It is a pleasure to return this Bill to this place after its positive reception, both here initially and in the other place more recently. Reforming business rates was a manifesto commitment, and having concluded our review of rates, the Bill seeks to deliver a fairer and more effective business rates system.

The amendments that the Government invite the House to support today are minor and do not change the policy intentions of the Bill, which we have debated before in this place. Two amendments deal with the penalties regime for the new duty on ratepayers in clause 13—they are designed to ensure that the penalties system is fairer—and the third is a minor and technical amendment that removes some obsolete wording as a result of another part of the Bill. I will deal with each amendment briefly.

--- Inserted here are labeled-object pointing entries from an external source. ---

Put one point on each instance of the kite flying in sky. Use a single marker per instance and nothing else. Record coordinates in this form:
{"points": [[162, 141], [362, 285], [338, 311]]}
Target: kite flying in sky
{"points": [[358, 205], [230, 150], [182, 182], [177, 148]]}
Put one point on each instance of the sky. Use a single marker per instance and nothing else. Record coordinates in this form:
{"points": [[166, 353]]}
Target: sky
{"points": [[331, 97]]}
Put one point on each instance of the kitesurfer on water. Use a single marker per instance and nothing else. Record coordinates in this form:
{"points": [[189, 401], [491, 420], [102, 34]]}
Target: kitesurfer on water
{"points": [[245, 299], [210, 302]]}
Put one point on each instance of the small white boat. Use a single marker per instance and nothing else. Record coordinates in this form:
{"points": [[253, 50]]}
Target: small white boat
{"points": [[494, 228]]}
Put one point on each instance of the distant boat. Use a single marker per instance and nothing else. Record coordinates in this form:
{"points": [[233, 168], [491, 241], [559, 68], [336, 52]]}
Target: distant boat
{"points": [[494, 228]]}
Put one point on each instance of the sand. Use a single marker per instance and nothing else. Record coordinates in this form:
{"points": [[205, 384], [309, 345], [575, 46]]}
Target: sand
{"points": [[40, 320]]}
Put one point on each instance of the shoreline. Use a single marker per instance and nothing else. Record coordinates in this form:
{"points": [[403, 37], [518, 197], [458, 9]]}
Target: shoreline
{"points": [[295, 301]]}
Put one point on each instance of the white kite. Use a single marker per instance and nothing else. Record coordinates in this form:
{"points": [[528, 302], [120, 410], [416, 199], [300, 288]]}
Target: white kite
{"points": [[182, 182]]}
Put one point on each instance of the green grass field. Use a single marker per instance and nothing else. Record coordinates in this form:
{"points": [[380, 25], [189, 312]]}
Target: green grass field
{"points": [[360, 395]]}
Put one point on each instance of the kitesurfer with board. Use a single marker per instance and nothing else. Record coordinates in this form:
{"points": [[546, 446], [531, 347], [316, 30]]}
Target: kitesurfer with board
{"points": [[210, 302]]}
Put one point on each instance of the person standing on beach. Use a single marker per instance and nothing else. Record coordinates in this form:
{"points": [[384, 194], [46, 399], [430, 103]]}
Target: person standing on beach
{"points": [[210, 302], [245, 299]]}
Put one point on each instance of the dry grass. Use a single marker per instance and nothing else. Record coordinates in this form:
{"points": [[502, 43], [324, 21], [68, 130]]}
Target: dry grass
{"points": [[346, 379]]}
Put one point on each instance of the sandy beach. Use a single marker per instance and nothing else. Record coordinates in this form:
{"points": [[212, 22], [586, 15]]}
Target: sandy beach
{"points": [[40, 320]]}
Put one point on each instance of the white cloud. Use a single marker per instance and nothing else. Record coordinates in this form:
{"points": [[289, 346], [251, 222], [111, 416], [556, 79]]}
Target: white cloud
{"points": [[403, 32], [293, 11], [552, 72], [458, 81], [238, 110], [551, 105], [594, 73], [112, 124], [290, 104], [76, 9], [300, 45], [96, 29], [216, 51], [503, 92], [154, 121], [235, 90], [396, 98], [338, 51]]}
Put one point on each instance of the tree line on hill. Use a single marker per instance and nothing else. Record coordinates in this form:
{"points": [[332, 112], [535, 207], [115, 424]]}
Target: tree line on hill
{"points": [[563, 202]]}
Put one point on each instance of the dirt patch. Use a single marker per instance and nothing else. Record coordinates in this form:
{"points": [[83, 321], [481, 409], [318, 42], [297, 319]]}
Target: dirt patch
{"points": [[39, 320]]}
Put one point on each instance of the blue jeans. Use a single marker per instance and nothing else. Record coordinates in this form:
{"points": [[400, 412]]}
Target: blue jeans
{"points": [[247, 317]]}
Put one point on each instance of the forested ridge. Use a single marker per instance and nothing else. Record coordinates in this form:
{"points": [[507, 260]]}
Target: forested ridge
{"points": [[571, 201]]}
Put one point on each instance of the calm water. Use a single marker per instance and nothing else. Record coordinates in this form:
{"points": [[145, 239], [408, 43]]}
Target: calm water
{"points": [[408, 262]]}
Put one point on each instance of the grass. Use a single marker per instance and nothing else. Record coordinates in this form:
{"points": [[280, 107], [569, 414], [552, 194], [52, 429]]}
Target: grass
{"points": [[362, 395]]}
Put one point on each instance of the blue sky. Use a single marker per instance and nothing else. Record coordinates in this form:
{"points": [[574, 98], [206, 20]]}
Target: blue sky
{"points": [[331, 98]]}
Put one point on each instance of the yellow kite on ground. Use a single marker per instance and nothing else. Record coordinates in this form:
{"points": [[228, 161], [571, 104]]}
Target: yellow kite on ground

Lords amendment 1 concerns the civil penalties that the Valuation Office Agency can apply if ratepayers do not provide information under the duty. These include an additional daily penalty of £60, which may only be applied if a ratepayer persistently fails to meet their obligations following an initial penalty notice. The Government have listened to the views of the experts in the other place and agreed to create an additional safeguard for ratepayers by capping the financial value of penalties that can be imposed under this provision. Daily penalties will be capped at £1,800, equivalent to 30 days’ worth of penalties. This change will also bring the valuation duty in line with the separate duty to provide His Majesty’s Revenue and Customs with a taxpayer reference number, for which a cap on penalties is already in place.

Lords amendment 2 concerns the penalty for the criminal offence of knowingly or recklessly making a false statement, an offence that is subject to higher penalties than simply failing to comply. The Bill prescribes that for a higher penalty to be applied, the VOA must be satisfied beyond reasonable doubt that the ratepayer has made the false statement knowingly or recklessly. Having reflected, we have recognised that we need to apply the same burden of proof to the procedure on appeal. The amendment therefore provides that the valuation tribunal must remit a penalty unless it is satisfied beyond reasonable doubt that the ratepayer has knowingly or recklessly made a false statement. This provides additional protection for ratepayers.

Finally, Lords amendment 3 is a minor and technical change to the Local Government Finance Act 1988, as a consequential effect of the provisions in the Bill concerning business rates multipliers. This is simply a drafting correction to improve the clarity of the statute book, and the Government do not foresee any practical effect.

The Government invite the House to agree to three minor amendments that were unanimously supported in the other place. Lords amendments 1 and 2 refine and improve the compliance framework for the new information duty, and Lords amendment 3 is a minor consequential change to improve the clarity of the statute book. I commend them to the House.